The number of high net worth individuals (HNWIs) in Canada is on the rise, according to an RBC Wealth Management report released June 18.
HNWIs are defined as those with investible assets of US$1 million or greater, not including primary residences, collectibles or consumer durables.
In 2013, there were 320,000 HNWIs in the country – an increase of 7.2% from the year before.
The total value of the wealth held by all these individuals grew by 9.1% to US$979 billion. This growth, said CIBC, was related to strong performance of the economy, equity markets and real estate.
More of these wealthy Canadians are focused on preserving their wealth than increasing it (31.4% versus 24.8%, respectively).
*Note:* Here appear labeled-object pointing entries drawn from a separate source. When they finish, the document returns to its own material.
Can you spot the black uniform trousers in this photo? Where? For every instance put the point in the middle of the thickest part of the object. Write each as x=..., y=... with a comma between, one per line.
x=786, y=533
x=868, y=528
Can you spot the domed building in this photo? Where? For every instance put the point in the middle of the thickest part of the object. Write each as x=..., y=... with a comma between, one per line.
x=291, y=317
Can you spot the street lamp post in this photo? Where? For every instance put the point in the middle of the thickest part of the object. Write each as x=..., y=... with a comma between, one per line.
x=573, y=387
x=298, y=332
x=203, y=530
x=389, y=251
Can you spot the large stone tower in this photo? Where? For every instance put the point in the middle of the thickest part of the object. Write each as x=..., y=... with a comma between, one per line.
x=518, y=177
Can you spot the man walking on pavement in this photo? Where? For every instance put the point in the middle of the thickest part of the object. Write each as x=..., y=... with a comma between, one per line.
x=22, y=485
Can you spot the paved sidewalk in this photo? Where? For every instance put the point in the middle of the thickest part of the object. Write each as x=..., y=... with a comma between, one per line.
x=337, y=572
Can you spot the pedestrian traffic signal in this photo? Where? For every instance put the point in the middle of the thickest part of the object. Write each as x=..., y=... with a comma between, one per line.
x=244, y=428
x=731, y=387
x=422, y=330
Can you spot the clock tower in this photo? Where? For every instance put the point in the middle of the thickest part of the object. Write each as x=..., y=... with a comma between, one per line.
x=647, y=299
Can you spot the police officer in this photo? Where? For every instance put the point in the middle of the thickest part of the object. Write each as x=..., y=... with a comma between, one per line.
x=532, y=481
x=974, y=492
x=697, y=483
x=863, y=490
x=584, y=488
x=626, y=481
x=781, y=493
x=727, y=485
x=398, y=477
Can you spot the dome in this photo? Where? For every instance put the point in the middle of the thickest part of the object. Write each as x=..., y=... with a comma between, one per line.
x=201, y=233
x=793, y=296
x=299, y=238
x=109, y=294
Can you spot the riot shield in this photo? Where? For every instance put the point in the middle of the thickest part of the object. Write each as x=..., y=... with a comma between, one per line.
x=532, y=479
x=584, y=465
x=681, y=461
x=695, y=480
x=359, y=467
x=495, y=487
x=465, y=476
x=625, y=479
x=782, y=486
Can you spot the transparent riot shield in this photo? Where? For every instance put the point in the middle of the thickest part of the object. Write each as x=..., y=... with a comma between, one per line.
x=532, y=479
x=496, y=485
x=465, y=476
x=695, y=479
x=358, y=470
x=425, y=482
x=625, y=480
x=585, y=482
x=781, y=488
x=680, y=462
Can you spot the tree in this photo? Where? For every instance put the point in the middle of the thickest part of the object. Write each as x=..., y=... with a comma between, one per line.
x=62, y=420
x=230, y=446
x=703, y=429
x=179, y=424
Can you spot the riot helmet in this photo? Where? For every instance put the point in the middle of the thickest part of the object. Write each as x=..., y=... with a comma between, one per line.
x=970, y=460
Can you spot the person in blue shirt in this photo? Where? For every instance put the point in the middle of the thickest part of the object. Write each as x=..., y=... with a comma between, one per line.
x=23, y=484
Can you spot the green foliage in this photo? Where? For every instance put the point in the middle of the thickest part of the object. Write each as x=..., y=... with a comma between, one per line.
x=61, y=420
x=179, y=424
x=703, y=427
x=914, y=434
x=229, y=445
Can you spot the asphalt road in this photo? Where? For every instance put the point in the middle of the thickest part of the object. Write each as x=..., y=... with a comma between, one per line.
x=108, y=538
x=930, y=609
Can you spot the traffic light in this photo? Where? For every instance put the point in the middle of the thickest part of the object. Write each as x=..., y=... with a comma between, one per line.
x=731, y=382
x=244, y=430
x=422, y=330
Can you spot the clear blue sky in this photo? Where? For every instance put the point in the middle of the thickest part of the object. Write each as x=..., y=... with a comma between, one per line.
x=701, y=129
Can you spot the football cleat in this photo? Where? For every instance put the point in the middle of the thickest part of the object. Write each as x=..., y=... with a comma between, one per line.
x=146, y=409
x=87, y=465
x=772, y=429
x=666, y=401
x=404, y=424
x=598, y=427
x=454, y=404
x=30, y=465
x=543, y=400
This growth in the percentage of HNWIs in the country is well below the global average growth of 15% in 2013, which translates into an increase in the number of HNWIs of 1.76 million people worldwide.
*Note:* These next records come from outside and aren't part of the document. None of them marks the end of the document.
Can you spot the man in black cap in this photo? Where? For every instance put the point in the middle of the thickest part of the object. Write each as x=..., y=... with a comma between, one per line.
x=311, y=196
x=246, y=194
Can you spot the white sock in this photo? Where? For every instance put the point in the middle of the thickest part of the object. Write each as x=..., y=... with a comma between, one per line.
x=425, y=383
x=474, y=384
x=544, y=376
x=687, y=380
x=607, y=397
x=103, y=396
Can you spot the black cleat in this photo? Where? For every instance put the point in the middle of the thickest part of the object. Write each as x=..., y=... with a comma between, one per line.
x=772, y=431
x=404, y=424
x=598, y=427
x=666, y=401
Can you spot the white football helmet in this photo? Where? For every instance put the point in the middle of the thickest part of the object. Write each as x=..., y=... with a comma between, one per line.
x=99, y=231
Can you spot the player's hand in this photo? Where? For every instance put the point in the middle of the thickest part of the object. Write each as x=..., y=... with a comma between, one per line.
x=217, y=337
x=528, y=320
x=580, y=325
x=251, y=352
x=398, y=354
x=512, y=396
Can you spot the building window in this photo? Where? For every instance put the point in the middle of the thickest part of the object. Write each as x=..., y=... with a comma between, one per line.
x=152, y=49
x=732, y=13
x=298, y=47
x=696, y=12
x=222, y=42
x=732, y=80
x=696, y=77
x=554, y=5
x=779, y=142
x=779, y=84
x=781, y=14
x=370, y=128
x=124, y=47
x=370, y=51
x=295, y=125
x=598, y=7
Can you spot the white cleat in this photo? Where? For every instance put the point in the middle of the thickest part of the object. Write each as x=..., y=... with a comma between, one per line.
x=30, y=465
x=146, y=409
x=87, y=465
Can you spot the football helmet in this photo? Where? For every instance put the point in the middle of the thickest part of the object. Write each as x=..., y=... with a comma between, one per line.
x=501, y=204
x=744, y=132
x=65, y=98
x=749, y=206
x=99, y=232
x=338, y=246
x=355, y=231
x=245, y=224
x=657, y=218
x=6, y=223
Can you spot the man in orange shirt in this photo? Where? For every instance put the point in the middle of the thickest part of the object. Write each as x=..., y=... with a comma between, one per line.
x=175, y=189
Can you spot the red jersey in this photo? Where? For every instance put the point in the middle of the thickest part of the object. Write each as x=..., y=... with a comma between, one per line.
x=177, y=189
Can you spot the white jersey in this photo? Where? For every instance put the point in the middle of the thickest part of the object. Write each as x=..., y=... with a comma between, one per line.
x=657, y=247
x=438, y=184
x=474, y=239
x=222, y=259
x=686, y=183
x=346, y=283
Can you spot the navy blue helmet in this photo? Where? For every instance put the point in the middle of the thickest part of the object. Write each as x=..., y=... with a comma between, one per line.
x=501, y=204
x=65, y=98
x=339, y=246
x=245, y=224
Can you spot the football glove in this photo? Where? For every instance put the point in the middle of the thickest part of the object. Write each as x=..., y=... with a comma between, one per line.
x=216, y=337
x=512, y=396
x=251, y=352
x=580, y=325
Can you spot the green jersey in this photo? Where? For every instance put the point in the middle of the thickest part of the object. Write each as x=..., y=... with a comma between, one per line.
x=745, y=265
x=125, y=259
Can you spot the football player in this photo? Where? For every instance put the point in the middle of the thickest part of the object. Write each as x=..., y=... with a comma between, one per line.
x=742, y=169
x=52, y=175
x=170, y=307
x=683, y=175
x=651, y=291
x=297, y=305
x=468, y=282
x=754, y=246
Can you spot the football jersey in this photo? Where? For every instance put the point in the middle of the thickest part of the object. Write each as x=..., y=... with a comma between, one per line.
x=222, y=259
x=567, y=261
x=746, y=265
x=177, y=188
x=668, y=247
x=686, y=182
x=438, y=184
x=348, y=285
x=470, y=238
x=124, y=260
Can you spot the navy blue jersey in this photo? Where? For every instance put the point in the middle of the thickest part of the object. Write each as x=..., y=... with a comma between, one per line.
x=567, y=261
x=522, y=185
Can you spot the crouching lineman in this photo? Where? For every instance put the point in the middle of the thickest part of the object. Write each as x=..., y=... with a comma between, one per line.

Around the world, the highest number of HNWIs are found in North America, but the gap is narrowing as more individuals in Asia Pacific are being added to the group. A total of 4.33 million North Americans are HNWIs, compared with 4.32 million in Asia Pacific.
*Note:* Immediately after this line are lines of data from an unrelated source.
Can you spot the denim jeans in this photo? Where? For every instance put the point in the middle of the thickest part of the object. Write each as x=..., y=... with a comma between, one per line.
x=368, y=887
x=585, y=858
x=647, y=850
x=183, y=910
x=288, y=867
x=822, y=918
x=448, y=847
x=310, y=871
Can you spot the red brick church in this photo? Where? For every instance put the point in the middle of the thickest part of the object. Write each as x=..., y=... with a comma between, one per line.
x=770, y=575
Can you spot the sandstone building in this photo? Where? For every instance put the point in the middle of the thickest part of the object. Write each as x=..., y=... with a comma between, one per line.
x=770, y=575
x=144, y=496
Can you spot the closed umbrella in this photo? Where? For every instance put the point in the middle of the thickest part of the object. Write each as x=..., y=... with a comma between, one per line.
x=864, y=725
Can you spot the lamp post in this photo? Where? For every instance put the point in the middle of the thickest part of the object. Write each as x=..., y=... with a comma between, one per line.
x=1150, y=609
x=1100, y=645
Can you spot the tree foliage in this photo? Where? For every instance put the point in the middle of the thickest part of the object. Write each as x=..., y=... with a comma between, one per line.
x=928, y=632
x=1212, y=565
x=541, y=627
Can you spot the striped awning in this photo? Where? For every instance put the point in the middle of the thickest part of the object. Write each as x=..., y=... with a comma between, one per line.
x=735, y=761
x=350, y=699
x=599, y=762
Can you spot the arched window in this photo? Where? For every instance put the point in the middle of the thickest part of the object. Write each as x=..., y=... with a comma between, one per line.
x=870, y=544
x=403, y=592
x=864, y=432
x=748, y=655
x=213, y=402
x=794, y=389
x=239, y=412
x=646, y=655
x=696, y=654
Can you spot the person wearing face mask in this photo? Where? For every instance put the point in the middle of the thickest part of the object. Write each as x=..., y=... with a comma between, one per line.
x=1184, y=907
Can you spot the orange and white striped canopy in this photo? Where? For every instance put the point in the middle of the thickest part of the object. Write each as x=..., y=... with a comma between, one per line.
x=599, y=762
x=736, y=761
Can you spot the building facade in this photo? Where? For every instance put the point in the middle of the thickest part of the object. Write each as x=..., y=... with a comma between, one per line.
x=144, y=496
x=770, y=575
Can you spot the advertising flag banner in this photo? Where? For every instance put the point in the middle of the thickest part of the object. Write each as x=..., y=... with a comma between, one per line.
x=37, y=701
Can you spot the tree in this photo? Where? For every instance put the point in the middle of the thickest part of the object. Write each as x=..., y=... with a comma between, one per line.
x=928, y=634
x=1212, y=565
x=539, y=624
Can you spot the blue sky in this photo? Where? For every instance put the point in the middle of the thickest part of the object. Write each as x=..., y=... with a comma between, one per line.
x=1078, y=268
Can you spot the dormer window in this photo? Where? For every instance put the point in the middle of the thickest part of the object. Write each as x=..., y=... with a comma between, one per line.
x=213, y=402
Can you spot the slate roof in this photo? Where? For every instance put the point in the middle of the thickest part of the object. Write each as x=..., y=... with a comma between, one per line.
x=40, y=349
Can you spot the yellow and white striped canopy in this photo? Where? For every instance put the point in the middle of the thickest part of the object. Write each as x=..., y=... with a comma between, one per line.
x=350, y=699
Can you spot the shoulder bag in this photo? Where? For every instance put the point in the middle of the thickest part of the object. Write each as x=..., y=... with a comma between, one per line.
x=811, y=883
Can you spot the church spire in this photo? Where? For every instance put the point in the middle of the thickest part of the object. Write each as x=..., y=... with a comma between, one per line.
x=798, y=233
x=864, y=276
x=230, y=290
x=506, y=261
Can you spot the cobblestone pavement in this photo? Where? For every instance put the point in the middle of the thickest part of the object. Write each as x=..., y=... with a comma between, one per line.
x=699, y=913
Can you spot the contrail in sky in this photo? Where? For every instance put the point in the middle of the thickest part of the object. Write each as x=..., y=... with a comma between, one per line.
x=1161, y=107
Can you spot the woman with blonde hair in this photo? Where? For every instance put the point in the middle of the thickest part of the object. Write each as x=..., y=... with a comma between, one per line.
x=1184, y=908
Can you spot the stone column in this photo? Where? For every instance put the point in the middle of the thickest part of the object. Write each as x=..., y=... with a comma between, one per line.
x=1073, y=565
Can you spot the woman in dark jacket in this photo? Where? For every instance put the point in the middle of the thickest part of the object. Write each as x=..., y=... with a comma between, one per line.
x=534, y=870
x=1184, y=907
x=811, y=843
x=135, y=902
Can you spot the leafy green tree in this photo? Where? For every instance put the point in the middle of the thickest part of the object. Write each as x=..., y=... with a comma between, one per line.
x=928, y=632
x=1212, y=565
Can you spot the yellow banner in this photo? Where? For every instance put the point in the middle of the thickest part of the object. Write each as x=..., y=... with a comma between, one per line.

“Overall, 2013 was another strong year for the high net worth market, with surging equity markets and improving economies contributing to double digit growth in both population and wealth levels,” said , RBC Wealth Management & RBC Insurance group head M. George Lewis.
“Looking at longer term growth trends, nearly 40% of the current level of high net worth wealth has been created in the past five years alone.”